Der Streit um die Datenweitergabe zwischen WhatsApp und Facebook beschäftigt Datenschützer schon seit deren Ankündigung im August 2016. Anfang März 2018 hatte das Oberverwaltungsgericht Hamburg Caspars Anordnung bestätigt, wonach Facebook nicht massenhaft Daten seiner Tochterfirma WhatsApp für eigene Zwecke nutzen darf. Das gelte nicht nur für Zwecke wie die Reichweitenmessung und die Werbungsoptimierung, sondern auch für die Plattform- und Nutzersicherheit, die Facebook als Grund für die geplante Datenweitergabe zumindest angegeben hatte. WhatsApp hatte im März 2018 angekündigt, die Daten künftig nur "in voller Übereinstimmung" mit der DSGVO weiterzuleiten.

Weitergabe an "vertrauenswürdige Dritte"

Nun heißt es jedoch bei WhatsApp: "Derzeit teilt WhatsApp nur wenige Informationskategorien mit den Facebook-Unternehmen. Dazu gehören die Telefonnummer, die du bei der Registrierung für WhatsApp verifiziert hast, einige Geräteinformationen (Gerätekennung, Betriebssystemversion, App-Version, Plattforminformation, Ländervorwahl der Mobilnummer, Netzwerkcode sowie Markierungen, die es erlauben, deine Zustimmung zu Aktualisierungen und Steuerungsoptionen nachzuverfolgen) und einige deiner Nutzungsinformationen (wann du WhatsApp zum letzten Mal genutzt hast, wann du deinen Account registriert hast sowie die Art und Häufigkeit deiner Nutzung von Features)."

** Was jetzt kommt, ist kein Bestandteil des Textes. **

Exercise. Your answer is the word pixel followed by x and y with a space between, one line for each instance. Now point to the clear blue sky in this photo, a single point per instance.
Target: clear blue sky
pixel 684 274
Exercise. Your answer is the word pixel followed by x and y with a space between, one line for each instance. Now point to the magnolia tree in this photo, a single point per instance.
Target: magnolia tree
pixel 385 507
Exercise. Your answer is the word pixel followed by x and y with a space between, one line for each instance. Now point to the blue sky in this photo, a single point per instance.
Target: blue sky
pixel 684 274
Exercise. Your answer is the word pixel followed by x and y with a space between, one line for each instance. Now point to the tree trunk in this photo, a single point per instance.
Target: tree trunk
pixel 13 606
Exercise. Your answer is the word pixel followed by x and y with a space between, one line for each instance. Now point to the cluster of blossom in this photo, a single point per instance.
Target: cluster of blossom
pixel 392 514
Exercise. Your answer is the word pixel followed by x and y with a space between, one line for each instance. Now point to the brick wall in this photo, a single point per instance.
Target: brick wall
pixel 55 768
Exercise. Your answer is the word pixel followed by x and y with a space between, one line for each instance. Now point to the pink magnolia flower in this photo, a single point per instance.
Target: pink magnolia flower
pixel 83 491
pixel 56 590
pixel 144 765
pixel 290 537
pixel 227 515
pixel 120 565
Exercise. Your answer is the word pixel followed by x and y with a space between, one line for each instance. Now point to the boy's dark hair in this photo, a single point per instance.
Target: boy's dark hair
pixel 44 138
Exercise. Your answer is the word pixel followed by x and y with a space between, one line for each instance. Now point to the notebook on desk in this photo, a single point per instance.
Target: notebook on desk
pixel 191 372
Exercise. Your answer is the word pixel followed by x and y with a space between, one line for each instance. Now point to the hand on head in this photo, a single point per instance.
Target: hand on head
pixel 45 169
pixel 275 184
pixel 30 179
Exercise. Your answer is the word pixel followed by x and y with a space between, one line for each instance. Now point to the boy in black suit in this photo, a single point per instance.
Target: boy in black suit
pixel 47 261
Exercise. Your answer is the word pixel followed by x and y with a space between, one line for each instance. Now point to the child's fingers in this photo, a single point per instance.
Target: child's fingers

Den Angaben zufolge will WhatsApp mit der Datenweitergabe an Facebook-Unternehmen und "vertrauenswürdige Drittanbieter" unter anderem herausfinden, wie Personen "die WhatsApp-Dienste im Vergleich zu anderen Apps oder Diensten der Facebook-Unternehmen nutzen. Und das wiederum trägt dazu bei, dass WhatsApp mehr Möglichkeiten hat, sich mit potenziellen Funktionen auseinanderzusetzen oder Produktverbesserungen zu fördern". Zudem will Facebook mit dem Datenabgleich besser gegen Spam vorgehen oder Nutzer identifizieren, "der gegen unsere Nutzungsbedingungen verstößt oder ein Sicherheitsrisiko für andere darstellt".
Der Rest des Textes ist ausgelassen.